Fig. 6.

Suppression of the tnnt3a progressive myofibrillar disorganisation phenotype in the absence of functional thick filaments. (A–D) Incubation with the myosin inhibitor blebbistatin: phalloidin staining of embryos incubated with DMSO reveals normal myofibrils in a control embryo (A) and the expected disruption in actin distribution in a tnnt3a MO-injected embryo (C). When embryos are treated with blebbistatin, loose myofibrils are observed in a control embryo (B) and wavy but striated myofibrils can be seen in a tnnt3a MO-injected embryo (D). Scale bars: 25 μm, insets are 2× magnifications of corresponding panels. (E–H) Analysis in the sloth mutant: a 48 hpf wild-type sibling displays normally striated fast fibres (E). In a wild-type sibling injected with the tnnt3a MO (F), myofibrils undergo degradation and actin becomes diffuse. In a sloth mutant embryo (G), actin is distributed in thick filament-free sarcomere-like blocks along myofibrils.

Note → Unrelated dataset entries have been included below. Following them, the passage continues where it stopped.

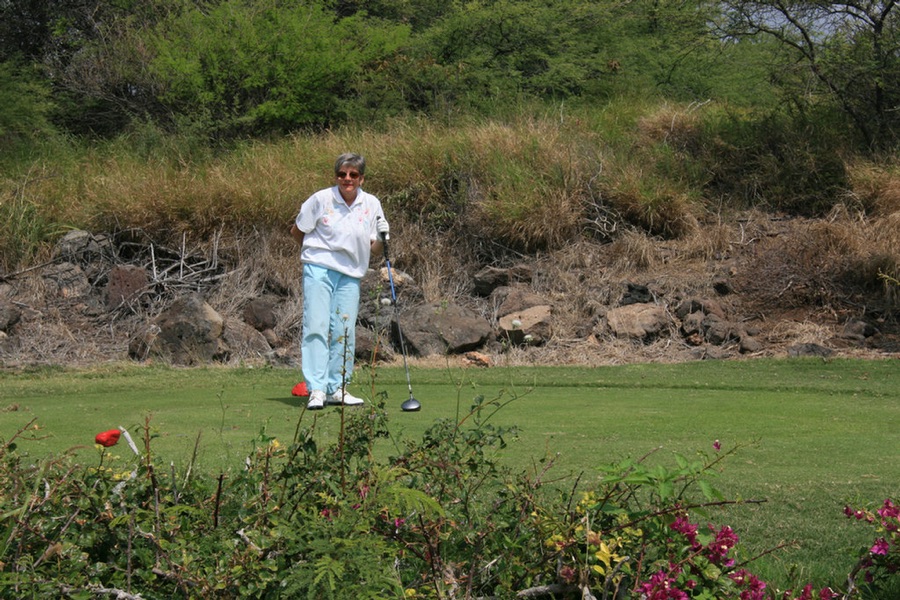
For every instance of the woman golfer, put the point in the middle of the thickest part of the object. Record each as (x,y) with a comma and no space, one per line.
(338,229)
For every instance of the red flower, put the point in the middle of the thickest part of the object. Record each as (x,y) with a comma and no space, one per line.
(108,438)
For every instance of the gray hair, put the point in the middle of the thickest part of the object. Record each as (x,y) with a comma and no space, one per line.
(354,160)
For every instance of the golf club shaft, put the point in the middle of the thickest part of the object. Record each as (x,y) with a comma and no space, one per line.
(387,261)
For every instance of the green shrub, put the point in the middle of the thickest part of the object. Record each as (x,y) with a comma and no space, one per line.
(441,518)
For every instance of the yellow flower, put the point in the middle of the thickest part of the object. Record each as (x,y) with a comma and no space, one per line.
(605,555)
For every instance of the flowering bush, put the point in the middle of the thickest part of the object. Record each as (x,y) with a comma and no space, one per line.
(880,563)
(442,519)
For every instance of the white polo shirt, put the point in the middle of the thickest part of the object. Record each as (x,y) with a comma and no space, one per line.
(338,236)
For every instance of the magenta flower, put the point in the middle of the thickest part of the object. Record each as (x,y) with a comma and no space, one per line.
(881,547)
(754,587)
(687,529)
(661,586)
(889,511)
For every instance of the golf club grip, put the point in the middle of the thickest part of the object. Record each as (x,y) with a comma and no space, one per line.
(384,239)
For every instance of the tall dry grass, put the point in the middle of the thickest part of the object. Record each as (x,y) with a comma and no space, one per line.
(462,193)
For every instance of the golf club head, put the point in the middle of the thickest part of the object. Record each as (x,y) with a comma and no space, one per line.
(410,405)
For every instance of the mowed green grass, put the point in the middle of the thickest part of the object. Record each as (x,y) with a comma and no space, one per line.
(812,434)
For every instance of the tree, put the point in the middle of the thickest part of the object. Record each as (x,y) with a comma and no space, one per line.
(850,48)
(253,67)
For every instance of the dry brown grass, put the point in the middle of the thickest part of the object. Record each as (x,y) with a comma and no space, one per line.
(875,187)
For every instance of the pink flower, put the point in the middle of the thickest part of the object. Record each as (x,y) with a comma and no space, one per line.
(889,511)
(718,549)
(881,547)
(661,586)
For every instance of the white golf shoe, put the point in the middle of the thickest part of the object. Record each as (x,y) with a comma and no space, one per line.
(316,400)
(343,397)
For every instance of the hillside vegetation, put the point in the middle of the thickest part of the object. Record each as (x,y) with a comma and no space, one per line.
(600,142)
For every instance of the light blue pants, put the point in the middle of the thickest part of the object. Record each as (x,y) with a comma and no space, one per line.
(330,306)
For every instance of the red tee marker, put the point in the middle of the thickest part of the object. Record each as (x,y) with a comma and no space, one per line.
(108,438)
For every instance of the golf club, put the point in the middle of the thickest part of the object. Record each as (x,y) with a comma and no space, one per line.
(411,404)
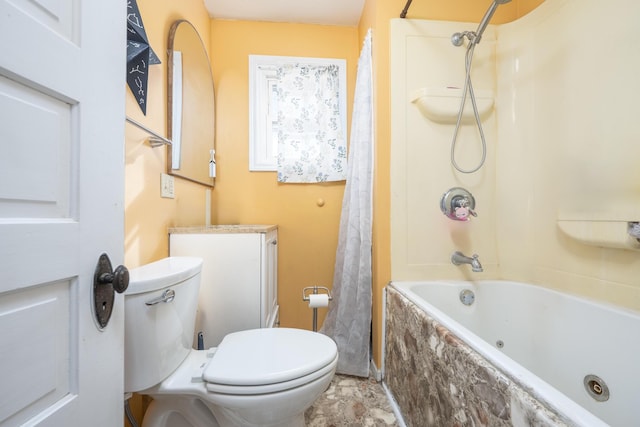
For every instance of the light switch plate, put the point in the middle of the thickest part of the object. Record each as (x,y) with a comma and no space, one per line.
(166,186)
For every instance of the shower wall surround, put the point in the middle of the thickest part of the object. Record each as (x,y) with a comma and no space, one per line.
(562,150)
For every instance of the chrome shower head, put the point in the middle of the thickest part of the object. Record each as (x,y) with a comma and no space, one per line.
(487,17)
(474,36)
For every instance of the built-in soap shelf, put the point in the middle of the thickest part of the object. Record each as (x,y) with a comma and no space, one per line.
(442,104)
(607,234)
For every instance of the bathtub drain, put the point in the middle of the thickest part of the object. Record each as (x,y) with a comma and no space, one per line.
(467,297)
(596,388)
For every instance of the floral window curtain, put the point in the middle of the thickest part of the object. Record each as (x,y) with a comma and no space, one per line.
(311,140)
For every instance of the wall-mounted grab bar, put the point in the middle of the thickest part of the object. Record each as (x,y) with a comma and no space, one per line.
(156,140)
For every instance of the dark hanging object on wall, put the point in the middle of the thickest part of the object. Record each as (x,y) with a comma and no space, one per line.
(139,55)
(403,14)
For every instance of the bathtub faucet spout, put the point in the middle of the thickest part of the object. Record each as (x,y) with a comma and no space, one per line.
(458,258)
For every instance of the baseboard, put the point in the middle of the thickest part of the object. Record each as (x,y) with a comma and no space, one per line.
(374,371)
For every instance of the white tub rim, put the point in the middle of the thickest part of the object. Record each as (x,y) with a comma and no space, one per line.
(533,384)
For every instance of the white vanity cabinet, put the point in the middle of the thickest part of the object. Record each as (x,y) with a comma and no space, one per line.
(239,287)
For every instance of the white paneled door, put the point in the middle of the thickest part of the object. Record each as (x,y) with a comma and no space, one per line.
(62,83)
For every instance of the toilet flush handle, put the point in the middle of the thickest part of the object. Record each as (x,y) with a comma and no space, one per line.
(167,296)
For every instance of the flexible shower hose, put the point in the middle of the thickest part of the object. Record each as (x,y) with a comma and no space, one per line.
(468,87)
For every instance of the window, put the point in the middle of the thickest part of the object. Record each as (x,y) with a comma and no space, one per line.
(267,78)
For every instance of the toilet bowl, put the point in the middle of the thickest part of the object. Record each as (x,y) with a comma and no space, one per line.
(259,377)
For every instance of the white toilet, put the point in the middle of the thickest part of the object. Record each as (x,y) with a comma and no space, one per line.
(259,377)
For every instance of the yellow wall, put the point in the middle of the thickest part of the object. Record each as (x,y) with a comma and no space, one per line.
(308,233)
(147,215)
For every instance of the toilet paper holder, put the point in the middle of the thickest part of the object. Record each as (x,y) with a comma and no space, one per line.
(306,296)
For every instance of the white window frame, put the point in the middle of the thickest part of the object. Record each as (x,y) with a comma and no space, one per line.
(262,76)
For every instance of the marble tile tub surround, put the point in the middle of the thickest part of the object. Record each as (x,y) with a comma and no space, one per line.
(437,380)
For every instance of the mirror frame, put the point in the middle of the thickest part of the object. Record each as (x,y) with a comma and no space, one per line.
(172,101)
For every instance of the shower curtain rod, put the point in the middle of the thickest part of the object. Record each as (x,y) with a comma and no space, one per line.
(403,14)
(155,139)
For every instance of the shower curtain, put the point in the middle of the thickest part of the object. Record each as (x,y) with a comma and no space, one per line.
(348,319)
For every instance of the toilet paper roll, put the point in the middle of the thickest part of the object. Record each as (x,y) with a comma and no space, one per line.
(318,300)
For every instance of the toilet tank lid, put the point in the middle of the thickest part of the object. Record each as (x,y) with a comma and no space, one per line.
(162,273)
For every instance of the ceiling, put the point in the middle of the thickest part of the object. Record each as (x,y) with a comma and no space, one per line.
(325,12)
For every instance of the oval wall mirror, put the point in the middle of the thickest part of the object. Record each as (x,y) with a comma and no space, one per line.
(191,106)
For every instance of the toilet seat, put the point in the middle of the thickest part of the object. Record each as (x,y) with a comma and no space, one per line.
(269,360)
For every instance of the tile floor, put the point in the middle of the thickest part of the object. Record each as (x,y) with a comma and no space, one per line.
(354,402)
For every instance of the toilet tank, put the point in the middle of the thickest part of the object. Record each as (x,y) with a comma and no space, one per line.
(158,327)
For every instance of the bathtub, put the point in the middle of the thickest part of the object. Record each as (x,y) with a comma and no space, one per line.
(550,358)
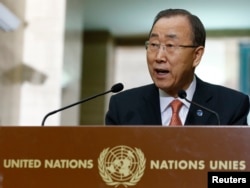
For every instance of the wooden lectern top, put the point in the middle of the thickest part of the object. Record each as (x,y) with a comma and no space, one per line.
(106,157)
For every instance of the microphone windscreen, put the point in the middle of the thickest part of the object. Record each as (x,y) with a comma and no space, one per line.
(117,88)
(182,94)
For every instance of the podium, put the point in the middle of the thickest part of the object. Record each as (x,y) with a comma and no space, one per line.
(120,156)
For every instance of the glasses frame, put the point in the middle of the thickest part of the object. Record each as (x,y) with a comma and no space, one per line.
(166,47)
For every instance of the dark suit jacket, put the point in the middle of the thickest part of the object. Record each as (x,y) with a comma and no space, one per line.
(141,106)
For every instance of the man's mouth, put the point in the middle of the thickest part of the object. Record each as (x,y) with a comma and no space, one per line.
(161,71)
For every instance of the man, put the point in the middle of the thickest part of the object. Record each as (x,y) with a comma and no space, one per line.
(174,49)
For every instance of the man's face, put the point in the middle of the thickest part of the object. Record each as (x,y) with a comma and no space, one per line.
(172,67)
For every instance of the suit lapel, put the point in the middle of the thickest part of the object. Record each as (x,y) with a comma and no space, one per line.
(202,96)
(151,106)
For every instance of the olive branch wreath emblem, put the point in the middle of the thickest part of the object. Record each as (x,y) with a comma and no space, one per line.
(134,179)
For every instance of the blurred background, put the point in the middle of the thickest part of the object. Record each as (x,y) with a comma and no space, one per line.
(56,52)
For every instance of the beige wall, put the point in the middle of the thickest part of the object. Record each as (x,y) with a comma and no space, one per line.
(11,45)
(96,75)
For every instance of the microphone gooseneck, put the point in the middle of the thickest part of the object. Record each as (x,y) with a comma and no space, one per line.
(117,88)
(183,95)
(114,89)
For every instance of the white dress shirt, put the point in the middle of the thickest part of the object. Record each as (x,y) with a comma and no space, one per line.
(165,100)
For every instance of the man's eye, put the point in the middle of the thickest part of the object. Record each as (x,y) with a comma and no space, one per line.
(154,45)
(169,45)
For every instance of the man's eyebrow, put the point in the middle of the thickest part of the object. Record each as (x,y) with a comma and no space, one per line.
(171,36)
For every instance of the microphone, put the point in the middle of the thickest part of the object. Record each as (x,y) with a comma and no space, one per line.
(183,95)
(114,89)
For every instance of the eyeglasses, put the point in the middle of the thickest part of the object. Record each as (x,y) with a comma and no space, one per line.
(155,47)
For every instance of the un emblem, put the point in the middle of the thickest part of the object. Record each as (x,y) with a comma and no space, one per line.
(121,165)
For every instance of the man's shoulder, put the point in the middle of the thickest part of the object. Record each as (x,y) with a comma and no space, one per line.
(219,89)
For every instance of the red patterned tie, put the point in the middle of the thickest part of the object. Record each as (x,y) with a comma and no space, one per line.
(175,119)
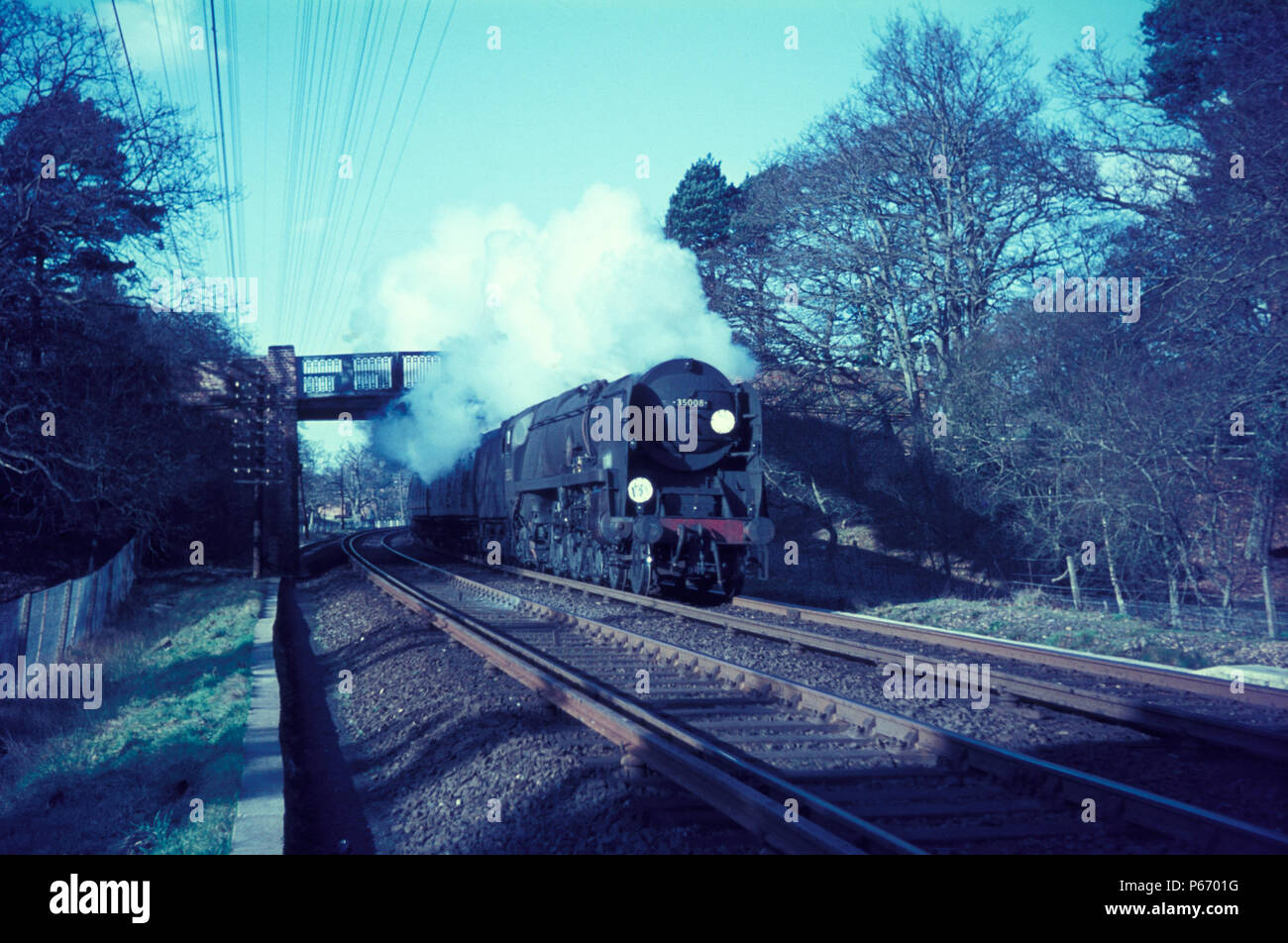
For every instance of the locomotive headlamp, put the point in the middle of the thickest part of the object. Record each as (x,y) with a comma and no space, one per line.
(640,489)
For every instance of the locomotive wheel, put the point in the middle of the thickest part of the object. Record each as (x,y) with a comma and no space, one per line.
(733,585)
(640,574)
(579,557)
(595,565)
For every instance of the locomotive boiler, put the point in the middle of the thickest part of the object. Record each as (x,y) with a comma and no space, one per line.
(651,482)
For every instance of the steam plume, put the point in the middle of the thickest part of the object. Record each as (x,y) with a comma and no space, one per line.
(523,312)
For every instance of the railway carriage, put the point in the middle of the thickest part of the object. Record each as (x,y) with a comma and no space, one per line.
(649,482)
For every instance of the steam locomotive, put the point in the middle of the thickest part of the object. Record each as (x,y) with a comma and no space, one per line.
(651,483)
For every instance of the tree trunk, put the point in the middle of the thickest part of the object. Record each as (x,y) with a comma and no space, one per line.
(1267,594)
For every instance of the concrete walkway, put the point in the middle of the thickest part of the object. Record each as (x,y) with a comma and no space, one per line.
(261,819)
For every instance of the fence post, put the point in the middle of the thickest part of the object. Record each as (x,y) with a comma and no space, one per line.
(91,626)
(24,622)
(1073,582)
(62,628)
(40,637)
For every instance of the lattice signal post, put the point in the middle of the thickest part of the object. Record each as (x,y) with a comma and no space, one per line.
(268,395)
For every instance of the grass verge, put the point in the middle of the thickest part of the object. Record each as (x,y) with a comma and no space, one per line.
(124,779)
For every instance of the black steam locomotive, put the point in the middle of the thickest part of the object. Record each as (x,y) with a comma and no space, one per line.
(651,482)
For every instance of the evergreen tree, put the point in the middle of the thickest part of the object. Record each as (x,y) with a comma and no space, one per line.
(700,206)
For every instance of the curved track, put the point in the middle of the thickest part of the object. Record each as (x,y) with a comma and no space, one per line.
(1205,718)
(805,770)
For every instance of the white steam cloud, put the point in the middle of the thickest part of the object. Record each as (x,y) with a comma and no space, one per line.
(523,313)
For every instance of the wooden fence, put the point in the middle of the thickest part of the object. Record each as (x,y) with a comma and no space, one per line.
(43,626)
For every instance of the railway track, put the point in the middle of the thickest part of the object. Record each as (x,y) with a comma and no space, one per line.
(1265,741)
(805,770)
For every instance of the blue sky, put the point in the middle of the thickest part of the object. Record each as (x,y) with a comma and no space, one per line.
(575,94)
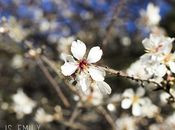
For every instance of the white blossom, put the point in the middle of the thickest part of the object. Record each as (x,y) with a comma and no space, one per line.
(151,16)
(82,71)
(134,99)
(42,117)
(158,55)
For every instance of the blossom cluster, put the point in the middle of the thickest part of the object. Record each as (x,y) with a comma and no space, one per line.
(81,71)
(158,58)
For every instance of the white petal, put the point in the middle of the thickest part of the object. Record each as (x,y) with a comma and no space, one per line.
(78,49)
(172,66)
(136,109)
(147,44)
(140,92)
(103,87)
(67,58)
(84,81)
(94,55)
(126,103)
(156,39)
(96,73)
(68,68)
(161,70)
(128,93)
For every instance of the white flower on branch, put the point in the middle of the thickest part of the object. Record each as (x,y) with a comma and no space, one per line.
(150,17)
(135,100)
(82,71)
(42,117)
(158,55)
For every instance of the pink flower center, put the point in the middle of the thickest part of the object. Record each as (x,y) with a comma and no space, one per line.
(156,49)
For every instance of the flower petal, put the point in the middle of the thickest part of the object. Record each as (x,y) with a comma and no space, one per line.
(94,54)
(78,49)
(83,80)
(136,109)
(67,58)
(140,92)
(96,73)
(126,103)
(68,68)
(128,93)
(161,70)
(103,87)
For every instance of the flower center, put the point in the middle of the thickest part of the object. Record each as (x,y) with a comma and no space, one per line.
(135,99)
(156,49)
(168,58)
(83,65)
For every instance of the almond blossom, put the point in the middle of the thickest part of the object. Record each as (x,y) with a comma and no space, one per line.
(135,100)
(150,17)
(158,55)
(82,71)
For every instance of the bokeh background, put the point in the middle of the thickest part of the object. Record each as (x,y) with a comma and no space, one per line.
(26,95)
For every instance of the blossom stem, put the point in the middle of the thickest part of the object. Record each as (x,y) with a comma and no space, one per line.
(107,116)
(53,82)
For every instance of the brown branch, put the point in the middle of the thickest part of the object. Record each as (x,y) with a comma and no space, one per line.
(107,116)
(160,86)
(53,82)
(112,23)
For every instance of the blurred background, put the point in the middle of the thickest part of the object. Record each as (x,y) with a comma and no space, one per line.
(26,95)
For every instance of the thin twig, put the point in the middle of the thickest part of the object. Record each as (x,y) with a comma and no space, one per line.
(53,82)
(112,23)
(137,79)
(74,114)
(107,116)
(44,58)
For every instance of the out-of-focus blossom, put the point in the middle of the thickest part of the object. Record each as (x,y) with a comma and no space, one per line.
(135,100)
(17,29)
(94,97)
(159,126)
(17,61)
(150,17)
(22,104)
(126,41)
(158,55)
(111,107)
(82,71)
(42,117)
(126,123)
(149,109)
(163,96)
(138,70)
(170,121)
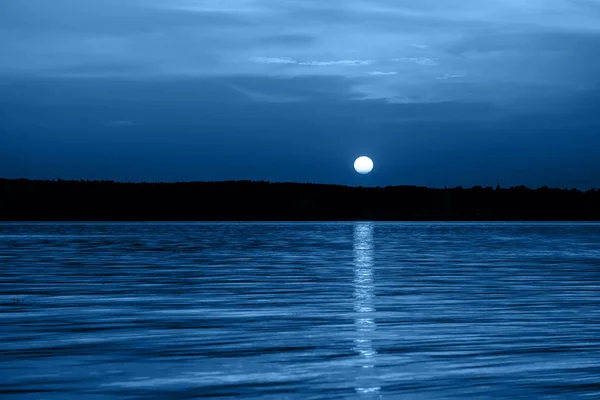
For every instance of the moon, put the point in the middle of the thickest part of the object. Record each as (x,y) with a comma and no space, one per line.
(363,165)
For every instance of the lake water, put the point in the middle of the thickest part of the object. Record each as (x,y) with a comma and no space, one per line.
(300,311)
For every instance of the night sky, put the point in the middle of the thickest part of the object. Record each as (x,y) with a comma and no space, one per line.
(436,92)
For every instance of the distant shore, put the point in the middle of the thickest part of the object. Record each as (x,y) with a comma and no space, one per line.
(62,200)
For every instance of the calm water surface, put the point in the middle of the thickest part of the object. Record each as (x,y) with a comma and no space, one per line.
(300,311)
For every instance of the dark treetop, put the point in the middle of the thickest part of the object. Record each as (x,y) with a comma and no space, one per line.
(58,200)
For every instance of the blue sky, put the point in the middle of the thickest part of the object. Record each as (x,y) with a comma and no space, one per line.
(436,92)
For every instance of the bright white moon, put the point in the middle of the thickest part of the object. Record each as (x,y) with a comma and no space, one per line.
(363,165)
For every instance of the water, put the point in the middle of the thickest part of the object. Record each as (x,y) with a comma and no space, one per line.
(300,311)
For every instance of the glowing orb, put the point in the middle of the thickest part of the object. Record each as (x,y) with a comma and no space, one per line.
(363,165)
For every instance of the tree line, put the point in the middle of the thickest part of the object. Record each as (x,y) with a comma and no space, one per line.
(64,200)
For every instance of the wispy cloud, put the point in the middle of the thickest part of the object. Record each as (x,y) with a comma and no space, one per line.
(273,60)
(418,60)
(450,76)
(375,73)
(349,63)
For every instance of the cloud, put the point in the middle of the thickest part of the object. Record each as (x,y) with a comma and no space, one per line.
(348,63)
(382,73)
(547,43)
(418,60)
(450,76)
(272,60)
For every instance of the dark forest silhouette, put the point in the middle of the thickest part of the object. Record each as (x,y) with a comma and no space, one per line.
(60,200)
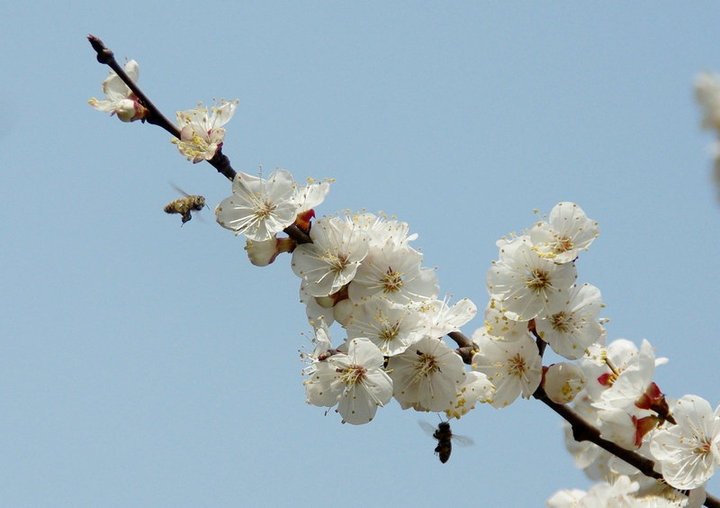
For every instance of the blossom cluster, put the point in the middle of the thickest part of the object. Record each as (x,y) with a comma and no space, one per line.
(534,293)
(119,99)
(361,272)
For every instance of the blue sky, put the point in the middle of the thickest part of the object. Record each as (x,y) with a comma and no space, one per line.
(144,364)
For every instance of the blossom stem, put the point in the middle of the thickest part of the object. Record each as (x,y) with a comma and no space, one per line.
(583,431)
(154,116)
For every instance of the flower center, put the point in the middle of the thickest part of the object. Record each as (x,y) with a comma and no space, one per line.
(392,281)
(537,280)
(354,374)
(563,244)
(517,366)
(427,365)
(337,262)
(264,209)
(390,332)
(560,322)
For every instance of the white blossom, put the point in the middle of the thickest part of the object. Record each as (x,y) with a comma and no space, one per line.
(427,376)
(567,231)
(390,326)
(688,453)
(333,257)
(707,95)
(514,367)
(526,284)
(563,381)
(571,325)
(201,135)
(259,208)
(393,273)
(354,381)
(119,99)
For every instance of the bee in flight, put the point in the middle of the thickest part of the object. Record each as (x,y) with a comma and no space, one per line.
(185,205)
(445,437)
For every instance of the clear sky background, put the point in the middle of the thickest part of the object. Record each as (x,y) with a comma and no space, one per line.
(145,364)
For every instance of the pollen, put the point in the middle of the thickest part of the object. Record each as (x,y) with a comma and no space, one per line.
(561,322)
(390,332)
(392,281)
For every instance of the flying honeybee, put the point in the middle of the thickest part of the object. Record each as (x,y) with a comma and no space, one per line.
(185,205)
(445,437)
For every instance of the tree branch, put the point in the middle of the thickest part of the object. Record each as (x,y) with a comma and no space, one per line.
(154,116)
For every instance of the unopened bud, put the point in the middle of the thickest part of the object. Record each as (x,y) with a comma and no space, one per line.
(563,381)
(342,311)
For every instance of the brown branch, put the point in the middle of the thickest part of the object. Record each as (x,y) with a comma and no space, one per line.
(154,116)
(582,431)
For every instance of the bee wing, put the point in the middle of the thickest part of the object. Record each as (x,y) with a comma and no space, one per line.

In a sloth mutant injected with tnnt3a MO (H), actin remains in blocks rather than dispersed in the cytoplasm. Scale bars: 10 μm, insets are 2× magnifications of corresponding panels. All images are lateral views of a myotome. Confocal images were obtained from planes deep in the trunk musculature. Phalloidin staining is white and DAPI for nuclei is blue.